A jornada de qualquer artista na indústria musical é pavimentada com desafios, mas poucos enfrentaram uma escalada tão íngreme quanto Tina Turner em seu retorno. Para ela, a tarefa de reconquistar o mundo da música exigia uma força que parecia vir de outro plano, uma resiliência quase sobre-humana para superar as adversidades que se acumulavam em seu caminho.
A história de Tina, contudo, não precisa se deter nos capítulos mais sombrios de seu passado com Ike Turner. Basta reconhecer que Ike era uma figura detestável nos bastidores, e a decisão de Tina de se libertar daquele casamento foi um ato de coragem monumental, talvez um dos mais audaciosos já vistos na trajetória de um artista. A partir daquele ponto, o desafio era forjar um caminho solo, criando um trabalho que a estabelecesse como uma superestrela por seu próprio mérito.
Ela era, afinal, a voz por trás de tantas canções memoráveis, mas a transição para a carreira solo não foi instantânea. Tina se viu navegando em uma era dominada pela discoteca, um gênero que, embora vibrante, não se alinhava completamente com sua essência. Apesar de sua capacidade inegável de dominar o palco com sua dança e presença, seu estilo cru e poderoso não se encaixava na mesma categoria de artistas como Donna Summer. Ela desejava chocar o público, e para isso, precisava do apoio das pessoas certas.
Enquanto grande parte da indústria musical parecia tê-la esquecido, os músicos, no entanto, reconheciam o calibre de seu talento. Rod Stewart, em um gesto de respeito, a convidou para dividir o palco em seu próprio retorno. Sua capacidade de se destacar ao lado de Mick Jagger, durante as performances com os Rolling Stones, serviu como uma demonstração clara de que ela, de fato, ensinou ao vocalista muito do que ele sabia sobre a arte de se mover no palco.
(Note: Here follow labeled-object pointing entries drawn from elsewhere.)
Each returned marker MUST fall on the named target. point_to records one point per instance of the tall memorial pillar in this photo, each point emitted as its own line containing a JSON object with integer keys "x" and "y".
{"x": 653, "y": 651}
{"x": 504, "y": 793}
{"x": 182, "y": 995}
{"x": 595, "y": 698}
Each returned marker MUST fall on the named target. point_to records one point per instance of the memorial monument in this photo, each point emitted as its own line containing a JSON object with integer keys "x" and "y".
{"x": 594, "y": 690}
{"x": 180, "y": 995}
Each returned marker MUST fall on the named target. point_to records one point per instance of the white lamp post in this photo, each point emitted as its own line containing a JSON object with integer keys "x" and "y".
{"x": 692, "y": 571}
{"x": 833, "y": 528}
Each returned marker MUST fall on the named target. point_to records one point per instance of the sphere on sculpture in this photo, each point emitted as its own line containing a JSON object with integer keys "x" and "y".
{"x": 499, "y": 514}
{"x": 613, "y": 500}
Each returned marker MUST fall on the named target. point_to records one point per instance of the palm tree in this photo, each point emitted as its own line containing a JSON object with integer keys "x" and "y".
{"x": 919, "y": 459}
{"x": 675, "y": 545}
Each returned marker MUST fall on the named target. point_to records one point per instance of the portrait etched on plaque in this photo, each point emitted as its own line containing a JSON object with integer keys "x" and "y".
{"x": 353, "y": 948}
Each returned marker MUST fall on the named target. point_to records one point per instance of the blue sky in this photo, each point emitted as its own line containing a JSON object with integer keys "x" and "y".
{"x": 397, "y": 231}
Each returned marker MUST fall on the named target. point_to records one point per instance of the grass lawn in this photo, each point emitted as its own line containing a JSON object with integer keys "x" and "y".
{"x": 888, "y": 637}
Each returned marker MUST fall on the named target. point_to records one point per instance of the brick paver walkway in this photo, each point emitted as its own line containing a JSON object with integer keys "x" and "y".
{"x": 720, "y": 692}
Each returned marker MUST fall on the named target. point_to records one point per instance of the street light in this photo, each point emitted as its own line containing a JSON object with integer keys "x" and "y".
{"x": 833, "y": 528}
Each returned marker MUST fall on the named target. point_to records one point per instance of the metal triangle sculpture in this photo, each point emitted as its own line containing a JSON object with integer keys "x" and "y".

Essas aparições foram cruciais para sua imagem pública, mas, ao começar a criar suas próprias músicas, Tina enfrentou a incerteza sobre qual material lançar primeiro. Uma versão de “Let’s Stay Together”, de Al Green, era uma aposta segura, um aceno ao seu passado de intérprete. No entanto, quando lhe foi apresentada a canção que a projetaria de volta ao estrelato, “What’s Love Got to Do With It”, Tina hesitou. A música não tinha nada de errado, mas a “Rainha do Rock and Roll” sentia que aquela melodia não era para ela.
A concepção original da faixa pedia uma interpretação mais suave, delicada. Mas a aversão inicial de Turner à melodia, e sua voz naturalmente impetuosa, acabaram por ser exatamente o que a canção precisava para ganhar vida. Ela não havia construído sua carreira cantando baladas gentis, e sua reinterpretação da música soou como uma releitura de “Proud Mary” para uma nova geração, infundida com sua energia inconfundível.
Os sintetizadores na produção, que podem soar datados para alguns ouvidos, encaixam-se perfeitamente no contexto da época. Tina já era uma estrela muito antes da era da MTV, que abriu as portas para figuras como Madonna. Contudo, Turner demonstrou a todos os novatos como um verdadeiro profissional se comportava diante do microfone, com uma performance que transcendeu as tendências.
A verdadeira mensagem por trás de “What’s Love Got to Do With It” ia além da qualidade da composição, da performance vocal ou mesmo do contexto de seu passado traumático. Era Tina Turner, de volta ao palco, após anos afastada dos holofotes, forçando sua entrada nas paradas de sucesso novamente. Para aqueles que acreditam em um limite de tempo para o rock and roll, Turner provou que era mais potente e vibrante aos quarenta anos do que a maioria dos vocalistas jamais sonharia ser aos vinte. Seu retorno não foi apenas um sucesso comercial; foi uma declaração de força e perseverança.